さて、常に脱トランスの話ばかりするのも不公平なので、一旦は脱トランスしてジェンダークリティカルの活動家となった女性が、やっぱり自分はトランスだったとカムアウトしたというタイトルを読んだので、そちらの話も読んでみよう。

こちら悪名高いLGBTQサイト「ピンクニュースの記事より

カイ・シャーバースは生物学的女性で代名詞は「彼女」。20歳の時に男性ホルモンを摂取し始めた。しかしすぐに彼女は自分は二元性ではなく、どちらかというと「ジェンダークィア」であることに気付いたという。

私は二元性のトランス男性として生きてみようと試したのですが、うまくいきませんでした。どっちかいうと自分はジェンダークィアという感じがしました。それで私はどっちかいうとレズビアンのタチだと思い始め、自分のそっちの方面を試してみたくなったのです。

カイはサポートを得ようとオンラインフォーラムに目を向けた。そんな折、彼女は「かなりターフっぽい」女性に出会ったという。彼女もまたオンラインで脱トランスに関する情報を読んでいた。

私たちは二人ともトランスフォビックもしくはジェンダークリティカルフェミニズムに引き込まれてしまいました。なぜってこの人たちは私たちみたいな話に食いつこうとしていたからです。

なんか納得いきました。ブッチレズビアンをトランスさせようという圧力があるとか、内面にあるミソジニーのせいだとかいう話を聞く前から、私は自分のブッチレズビアンという面を取り戻したいと思っていたし、

その後数年間にわたり、カイは反トランス思想にどんどんはまっていったという。そして過激派フェミニストの間で脱トランスの代表のように祭り上げられてしまった。

カイは以前にも拙ブログで紹介したことのある女性のみのコンサートミシフェスとでブースを開設し、多くのレズビアンたちと話をした。彼女はこうしたレズビアンたちから得た注目を歓迎したという。彼女はこれらの女性達と仲間意識を持ったのだ。

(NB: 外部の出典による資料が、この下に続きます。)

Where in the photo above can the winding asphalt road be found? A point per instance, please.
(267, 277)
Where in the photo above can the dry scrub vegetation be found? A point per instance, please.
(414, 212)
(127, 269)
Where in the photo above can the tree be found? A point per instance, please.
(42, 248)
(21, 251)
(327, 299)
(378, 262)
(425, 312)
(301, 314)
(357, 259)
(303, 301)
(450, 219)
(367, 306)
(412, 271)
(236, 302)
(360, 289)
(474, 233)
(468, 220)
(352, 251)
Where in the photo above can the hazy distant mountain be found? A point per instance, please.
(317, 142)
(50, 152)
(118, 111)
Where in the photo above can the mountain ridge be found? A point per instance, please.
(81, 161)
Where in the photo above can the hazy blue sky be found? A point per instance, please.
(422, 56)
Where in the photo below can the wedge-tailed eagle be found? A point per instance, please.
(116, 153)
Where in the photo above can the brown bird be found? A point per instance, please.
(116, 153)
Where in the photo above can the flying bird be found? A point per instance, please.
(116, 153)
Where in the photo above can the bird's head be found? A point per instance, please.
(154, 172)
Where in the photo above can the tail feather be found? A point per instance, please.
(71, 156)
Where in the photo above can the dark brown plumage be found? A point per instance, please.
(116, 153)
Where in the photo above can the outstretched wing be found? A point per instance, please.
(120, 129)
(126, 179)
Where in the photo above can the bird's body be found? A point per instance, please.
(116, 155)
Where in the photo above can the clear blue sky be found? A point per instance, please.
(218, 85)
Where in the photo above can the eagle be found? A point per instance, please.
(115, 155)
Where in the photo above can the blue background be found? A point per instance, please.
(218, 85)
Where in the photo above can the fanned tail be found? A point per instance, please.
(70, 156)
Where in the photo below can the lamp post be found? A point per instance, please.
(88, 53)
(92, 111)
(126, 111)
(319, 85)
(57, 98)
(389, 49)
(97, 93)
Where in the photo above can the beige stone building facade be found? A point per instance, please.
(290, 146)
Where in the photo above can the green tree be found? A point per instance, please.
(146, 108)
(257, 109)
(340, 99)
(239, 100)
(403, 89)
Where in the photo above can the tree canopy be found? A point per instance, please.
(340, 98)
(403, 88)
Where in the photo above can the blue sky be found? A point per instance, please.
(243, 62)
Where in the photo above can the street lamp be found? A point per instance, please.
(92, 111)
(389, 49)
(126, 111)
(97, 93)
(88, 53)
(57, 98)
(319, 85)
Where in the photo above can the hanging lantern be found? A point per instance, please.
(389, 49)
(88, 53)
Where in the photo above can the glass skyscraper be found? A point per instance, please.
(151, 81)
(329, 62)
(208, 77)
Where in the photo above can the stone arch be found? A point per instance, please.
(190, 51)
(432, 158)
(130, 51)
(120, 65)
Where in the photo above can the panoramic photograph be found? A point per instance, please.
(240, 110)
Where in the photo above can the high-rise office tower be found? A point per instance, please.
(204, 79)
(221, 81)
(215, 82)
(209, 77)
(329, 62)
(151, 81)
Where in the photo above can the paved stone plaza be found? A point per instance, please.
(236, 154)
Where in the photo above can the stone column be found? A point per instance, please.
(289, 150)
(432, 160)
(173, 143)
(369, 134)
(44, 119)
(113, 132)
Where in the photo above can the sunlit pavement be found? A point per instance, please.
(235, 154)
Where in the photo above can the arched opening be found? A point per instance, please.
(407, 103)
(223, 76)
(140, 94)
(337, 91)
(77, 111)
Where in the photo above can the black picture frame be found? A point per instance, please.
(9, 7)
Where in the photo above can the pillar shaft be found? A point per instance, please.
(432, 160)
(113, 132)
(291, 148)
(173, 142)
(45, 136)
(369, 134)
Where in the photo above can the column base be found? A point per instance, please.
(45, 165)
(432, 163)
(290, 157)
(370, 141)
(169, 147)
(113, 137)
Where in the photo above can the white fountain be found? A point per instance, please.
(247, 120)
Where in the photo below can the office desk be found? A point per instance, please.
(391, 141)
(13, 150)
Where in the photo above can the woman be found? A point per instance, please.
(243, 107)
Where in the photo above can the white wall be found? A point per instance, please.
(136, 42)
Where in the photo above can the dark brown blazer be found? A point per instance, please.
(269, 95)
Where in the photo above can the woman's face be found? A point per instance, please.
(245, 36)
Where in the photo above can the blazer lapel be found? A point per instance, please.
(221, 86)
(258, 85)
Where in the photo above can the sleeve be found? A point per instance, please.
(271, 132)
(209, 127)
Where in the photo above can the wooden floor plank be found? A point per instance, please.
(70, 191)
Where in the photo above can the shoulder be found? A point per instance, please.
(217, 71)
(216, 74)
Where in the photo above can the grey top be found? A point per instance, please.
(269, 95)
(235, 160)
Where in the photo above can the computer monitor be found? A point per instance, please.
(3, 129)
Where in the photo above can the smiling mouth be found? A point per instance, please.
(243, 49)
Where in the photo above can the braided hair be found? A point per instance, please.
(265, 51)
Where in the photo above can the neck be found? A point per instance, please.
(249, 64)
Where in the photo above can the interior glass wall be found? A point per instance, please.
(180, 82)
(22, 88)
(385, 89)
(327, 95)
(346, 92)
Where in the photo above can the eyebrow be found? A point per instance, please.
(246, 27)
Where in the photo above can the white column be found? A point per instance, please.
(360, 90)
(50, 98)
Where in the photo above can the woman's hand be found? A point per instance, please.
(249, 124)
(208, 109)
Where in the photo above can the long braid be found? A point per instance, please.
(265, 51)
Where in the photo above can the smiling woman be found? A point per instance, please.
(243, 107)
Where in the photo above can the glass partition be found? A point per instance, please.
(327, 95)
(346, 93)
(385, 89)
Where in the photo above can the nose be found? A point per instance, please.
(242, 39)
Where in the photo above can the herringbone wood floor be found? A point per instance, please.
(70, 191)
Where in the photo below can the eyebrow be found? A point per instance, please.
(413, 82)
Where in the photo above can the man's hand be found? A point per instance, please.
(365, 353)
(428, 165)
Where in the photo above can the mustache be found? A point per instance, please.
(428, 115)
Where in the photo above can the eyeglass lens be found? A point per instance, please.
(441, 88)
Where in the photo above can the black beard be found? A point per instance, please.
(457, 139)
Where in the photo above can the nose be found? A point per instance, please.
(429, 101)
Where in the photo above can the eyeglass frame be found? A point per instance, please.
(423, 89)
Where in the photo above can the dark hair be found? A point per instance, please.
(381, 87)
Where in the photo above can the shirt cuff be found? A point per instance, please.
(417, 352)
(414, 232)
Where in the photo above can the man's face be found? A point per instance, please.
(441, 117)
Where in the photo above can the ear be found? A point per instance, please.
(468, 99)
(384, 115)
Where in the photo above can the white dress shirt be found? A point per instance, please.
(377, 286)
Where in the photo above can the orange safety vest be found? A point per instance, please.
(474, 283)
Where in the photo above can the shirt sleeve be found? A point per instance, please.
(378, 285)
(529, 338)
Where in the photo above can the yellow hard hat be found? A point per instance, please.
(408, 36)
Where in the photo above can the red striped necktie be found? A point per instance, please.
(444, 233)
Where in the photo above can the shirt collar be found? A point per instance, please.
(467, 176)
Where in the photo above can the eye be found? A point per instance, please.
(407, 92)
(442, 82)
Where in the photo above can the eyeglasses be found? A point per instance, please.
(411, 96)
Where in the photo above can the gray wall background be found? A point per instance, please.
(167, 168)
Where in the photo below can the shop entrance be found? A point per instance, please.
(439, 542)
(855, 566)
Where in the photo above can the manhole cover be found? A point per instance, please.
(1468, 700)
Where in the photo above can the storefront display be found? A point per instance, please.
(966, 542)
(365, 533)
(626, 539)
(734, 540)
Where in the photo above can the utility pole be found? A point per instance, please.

しかし彼女は何となくこの繋がりは反トランスという信念のみによるような気がしたと言う。カイ自身脱トランスが悪いとは思っていない、だが、脱トランスはえてして過激派反トランスに頼ってしまう傾向があるという。

2018年の暮、カイは宗教保守の作家ライアン・T・アンダーソンの反トランス著書 When Harry Became Sally: Responding to the Transgender Moment(ハリーがサリーになった時、トランスジェンダーモーメント に応える)に無許可で引用された。

カイの体験が右翼保守キリスト教徒に誤用されたのはそれが最初ではなかった。その頃にはもうカイはトランスとしての体験で傷ついたわけではないこと、自分がジェンダークィアでありトランスであることを受け入れていた。しかし今更それを言うことは他の脱トランスの女性たちから叩かれることが解っていたため声に出せなかった。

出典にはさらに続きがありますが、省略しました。